Industrial production -- a measure of output at factories, mines and utilities -- increased a seasonally adjusted 0.3% in September from the prior month, the Federal Reserve said Tuesday. The reading was in line with economists' expectations.
Tuesday's report estimated Hurricanes Harvey and Irma held down the growth in total industrial production in September by 0.25 percentage point.
A decline in industrial production in August was revised upward, suggesting storm-related disruptions were less severe than initially reported. Production slipped 0.7% that month instead of the first estimate of 0.9%. Industrial output was up 1.6% on the year to September.

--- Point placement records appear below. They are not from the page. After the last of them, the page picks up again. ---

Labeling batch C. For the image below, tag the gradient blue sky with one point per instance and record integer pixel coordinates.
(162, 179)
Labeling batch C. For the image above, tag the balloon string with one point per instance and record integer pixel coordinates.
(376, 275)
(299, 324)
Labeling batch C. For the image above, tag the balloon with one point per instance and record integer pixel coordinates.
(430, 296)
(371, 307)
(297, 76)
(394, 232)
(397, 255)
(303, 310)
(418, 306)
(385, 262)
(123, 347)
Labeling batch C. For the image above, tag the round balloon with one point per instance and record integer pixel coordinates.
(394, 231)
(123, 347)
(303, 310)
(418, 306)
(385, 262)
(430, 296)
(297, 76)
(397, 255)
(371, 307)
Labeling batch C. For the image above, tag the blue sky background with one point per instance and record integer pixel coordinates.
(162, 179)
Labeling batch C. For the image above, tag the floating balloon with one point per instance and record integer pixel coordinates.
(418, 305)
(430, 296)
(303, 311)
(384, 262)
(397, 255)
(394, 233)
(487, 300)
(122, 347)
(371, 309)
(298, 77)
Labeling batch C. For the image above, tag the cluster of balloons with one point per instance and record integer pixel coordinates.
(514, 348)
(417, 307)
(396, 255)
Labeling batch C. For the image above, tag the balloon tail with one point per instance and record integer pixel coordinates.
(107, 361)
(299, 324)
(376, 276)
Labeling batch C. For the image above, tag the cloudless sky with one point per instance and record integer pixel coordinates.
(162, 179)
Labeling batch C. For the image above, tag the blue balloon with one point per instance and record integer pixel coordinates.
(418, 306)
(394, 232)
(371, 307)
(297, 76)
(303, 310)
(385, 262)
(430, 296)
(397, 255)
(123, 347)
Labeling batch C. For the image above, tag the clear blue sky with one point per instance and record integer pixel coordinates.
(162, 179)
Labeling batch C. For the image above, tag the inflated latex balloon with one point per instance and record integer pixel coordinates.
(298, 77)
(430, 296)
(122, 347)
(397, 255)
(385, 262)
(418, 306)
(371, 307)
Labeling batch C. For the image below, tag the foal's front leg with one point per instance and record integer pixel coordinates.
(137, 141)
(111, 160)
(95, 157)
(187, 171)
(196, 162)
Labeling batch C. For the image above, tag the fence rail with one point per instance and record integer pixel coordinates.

"Hurricane effects may continue to suppress activity in the near term, but there will be a snapback before long, with the net result probably being little different than it would otherwise have been," Joshua Shapiro, an economist at MFR, Inc., said in a note to clients.
Capacity utilization, reflecting how much industries are producing relative to their potential output, rose by 0.2 percentage point to 76.0% in September; economists had expected 76.3%.
Output at U.S. factories rose 0.1% in September and mining output increased 0.4%. Utility production rose 1.5%.
"The bottom line is that the figures are distorted, for both August and September, though there is reason to think that we should get back to something close to normal in October," economist Stephen Stanley of Amherst Pierpont Securities wrote to clients.
In September 2005, industrial production fell sharply after Hurricane Katrina devastated New Orleans, but it recovered in subsequent months.
Hurricane Harvey, which hit Texas in late August, and Irma, which hit Florida in early September, have muddied economic readings in recent weeks.
While the storm impact dented August's industrial output, the Institute for Supply Management's closely watched index of manufacturing activity reached a 13-year high in September, as strong demand and order growth rode out the severe hurricane season.
Meanwhile, the Labor Department said earlier this month that the U.S. shed 33,000 jobs in September, ending the longest stretch of job growth on record.